3) perbedaan kesuburan tanah secara regional, yang akan menentukan


bagaimana tanaman bereaksi terhadap kenaikan CO2, suhu dan
kemungkinan perubahan curah hujan; 4) kemungkinan mencairnya es di
kutub yang yang menaikkan permukaan air laut. IPCC (Intergovernmental
Panel on Climate Change) memprediksi adanya kenaikan air laut sebesar
28-96 cm pada tahun 2090. Asia tenggara akan mendapat ancaman banjir
terbesar karena umumnya, lahan pertanian di region ini terletak pada altitut
(ketinggian) rendah (IPCC, l996); 5) masih kurangnya kemampuan GCM
(General Circulation Model) dalam memprediksi secara akurat seberapa
besar perubahan iklim per daerah yang akan dan mungkin terjadi
dan 6) masih kurangnya pengetahuan kita terhadap kemungkinan adaptasi
atau aklimasi yang mungkin dilakukan oleh alam (terutama tanaman)
sehingga memperkecil atau bahkan menghilangkan perubahan iklim.

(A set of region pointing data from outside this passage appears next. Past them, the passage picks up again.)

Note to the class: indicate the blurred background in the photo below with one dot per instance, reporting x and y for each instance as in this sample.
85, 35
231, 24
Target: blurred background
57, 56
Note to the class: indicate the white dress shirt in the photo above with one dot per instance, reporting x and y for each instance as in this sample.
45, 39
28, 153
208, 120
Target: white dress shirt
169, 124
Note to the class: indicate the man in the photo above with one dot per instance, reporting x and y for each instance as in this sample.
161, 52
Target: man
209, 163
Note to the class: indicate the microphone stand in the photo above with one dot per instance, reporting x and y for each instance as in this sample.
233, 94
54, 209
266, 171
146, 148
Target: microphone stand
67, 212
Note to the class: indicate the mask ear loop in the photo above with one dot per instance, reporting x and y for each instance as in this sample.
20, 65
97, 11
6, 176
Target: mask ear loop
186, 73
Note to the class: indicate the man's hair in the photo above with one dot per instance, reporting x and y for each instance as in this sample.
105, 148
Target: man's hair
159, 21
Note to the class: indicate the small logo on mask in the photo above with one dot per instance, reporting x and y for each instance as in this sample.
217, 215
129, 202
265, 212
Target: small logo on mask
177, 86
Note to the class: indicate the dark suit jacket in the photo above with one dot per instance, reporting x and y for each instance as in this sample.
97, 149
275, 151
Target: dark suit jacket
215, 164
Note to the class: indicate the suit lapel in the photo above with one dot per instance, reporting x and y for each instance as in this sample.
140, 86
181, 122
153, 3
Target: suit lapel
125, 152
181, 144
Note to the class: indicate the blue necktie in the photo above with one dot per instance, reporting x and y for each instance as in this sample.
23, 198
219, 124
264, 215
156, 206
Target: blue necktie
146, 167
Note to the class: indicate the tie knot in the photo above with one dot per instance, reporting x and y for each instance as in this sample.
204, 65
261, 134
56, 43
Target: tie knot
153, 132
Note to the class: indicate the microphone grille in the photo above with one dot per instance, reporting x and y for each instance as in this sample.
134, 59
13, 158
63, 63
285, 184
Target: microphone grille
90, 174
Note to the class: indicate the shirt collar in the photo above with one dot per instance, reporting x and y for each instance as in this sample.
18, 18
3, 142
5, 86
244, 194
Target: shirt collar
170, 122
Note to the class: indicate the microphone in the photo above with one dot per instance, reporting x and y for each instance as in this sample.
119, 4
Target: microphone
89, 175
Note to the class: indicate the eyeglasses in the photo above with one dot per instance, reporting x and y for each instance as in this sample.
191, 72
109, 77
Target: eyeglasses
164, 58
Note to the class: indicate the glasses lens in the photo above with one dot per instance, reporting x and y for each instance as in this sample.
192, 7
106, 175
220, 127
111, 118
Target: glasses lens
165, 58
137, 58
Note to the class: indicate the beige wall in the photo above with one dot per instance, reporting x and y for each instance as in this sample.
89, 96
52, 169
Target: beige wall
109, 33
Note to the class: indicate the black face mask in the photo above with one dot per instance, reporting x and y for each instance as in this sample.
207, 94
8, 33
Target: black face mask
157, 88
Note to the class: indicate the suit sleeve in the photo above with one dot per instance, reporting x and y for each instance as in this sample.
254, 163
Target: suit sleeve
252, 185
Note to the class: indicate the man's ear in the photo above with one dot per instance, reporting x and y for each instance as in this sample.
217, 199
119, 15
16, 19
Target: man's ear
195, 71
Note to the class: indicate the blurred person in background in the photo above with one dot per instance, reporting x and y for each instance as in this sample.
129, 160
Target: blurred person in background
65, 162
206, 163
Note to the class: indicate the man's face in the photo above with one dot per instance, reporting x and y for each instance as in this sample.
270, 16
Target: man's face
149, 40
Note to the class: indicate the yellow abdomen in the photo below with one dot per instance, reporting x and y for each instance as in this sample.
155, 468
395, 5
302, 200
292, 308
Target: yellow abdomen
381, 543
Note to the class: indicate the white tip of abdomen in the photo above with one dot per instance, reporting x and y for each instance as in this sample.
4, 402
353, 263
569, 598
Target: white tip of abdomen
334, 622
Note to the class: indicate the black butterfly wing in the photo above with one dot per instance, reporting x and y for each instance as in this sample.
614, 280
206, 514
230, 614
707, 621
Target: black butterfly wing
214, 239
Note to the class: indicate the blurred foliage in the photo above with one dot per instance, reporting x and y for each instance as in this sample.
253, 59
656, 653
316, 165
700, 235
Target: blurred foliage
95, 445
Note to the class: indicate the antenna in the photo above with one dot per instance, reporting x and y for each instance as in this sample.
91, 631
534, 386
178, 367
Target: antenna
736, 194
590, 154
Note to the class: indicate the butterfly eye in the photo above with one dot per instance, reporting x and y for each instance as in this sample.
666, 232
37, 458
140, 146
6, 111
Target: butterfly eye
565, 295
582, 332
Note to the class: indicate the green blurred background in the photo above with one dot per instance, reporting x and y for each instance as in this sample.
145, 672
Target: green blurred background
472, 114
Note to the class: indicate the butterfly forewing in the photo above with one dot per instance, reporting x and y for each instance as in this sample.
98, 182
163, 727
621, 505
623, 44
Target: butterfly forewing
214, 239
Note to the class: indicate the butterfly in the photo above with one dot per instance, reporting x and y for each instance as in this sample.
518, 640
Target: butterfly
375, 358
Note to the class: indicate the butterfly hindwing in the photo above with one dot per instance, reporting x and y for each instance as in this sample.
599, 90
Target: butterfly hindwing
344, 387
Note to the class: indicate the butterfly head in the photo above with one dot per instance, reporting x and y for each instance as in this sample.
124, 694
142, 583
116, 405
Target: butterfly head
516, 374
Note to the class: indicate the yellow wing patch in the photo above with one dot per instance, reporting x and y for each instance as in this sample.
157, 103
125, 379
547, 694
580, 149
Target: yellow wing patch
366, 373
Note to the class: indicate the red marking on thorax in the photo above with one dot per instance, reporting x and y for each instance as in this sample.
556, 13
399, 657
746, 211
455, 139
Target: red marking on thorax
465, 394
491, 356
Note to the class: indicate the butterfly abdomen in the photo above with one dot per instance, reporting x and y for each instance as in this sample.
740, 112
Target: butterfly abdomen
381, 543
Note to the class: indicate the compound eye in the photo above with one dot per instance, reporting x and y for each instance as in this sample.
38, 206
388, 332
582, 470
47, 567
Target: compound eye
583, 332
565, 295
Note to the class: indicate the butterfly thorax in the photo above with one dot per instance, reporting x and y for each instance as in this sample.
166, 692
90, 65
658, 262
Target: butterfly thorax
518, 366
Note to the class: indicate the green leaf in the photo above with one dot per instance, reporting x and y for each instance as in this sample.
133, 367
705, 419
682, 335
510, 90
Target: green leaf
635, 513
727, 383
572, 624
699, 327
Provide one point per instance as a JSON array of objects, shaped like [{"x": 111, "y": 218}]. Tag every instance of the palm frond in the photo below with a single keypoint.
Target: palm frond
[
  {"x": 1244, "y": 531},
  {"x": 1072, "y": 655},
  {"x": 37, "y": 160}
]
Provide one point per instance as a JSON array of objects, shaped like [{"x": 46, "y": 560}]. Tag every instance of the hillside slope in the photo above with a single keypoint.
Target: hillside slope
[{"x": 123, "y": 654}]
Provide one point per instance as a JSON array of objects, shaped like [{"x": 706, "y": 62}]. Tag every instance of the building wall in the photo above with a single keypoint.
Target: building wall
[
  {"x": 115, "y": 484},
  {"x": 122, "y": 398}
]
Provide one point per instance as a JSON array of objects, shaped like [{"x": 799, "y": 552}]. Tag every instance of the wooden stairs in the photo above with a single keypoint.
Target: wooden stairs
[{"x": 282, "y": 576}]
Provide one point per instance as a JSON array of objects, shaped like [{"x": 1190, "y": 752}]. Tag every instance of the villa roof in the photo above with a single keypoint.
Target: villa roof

Masih banyak penelitian yang harus dilakukan untuk mempersiapkan


pertanian kita terhadap kemungkinan terburuk dari perubahan iklim, baik
dengan melakukan penelitian di lapang terhadap berbagai jenis tanaman
pertanian penting maupun dengan penyempurnaan model-model
pertumbuhan tanaman yang ada, dan penyempurnaan GCM sehingga kita
siap menghadapinya kalau dan bila dia datang.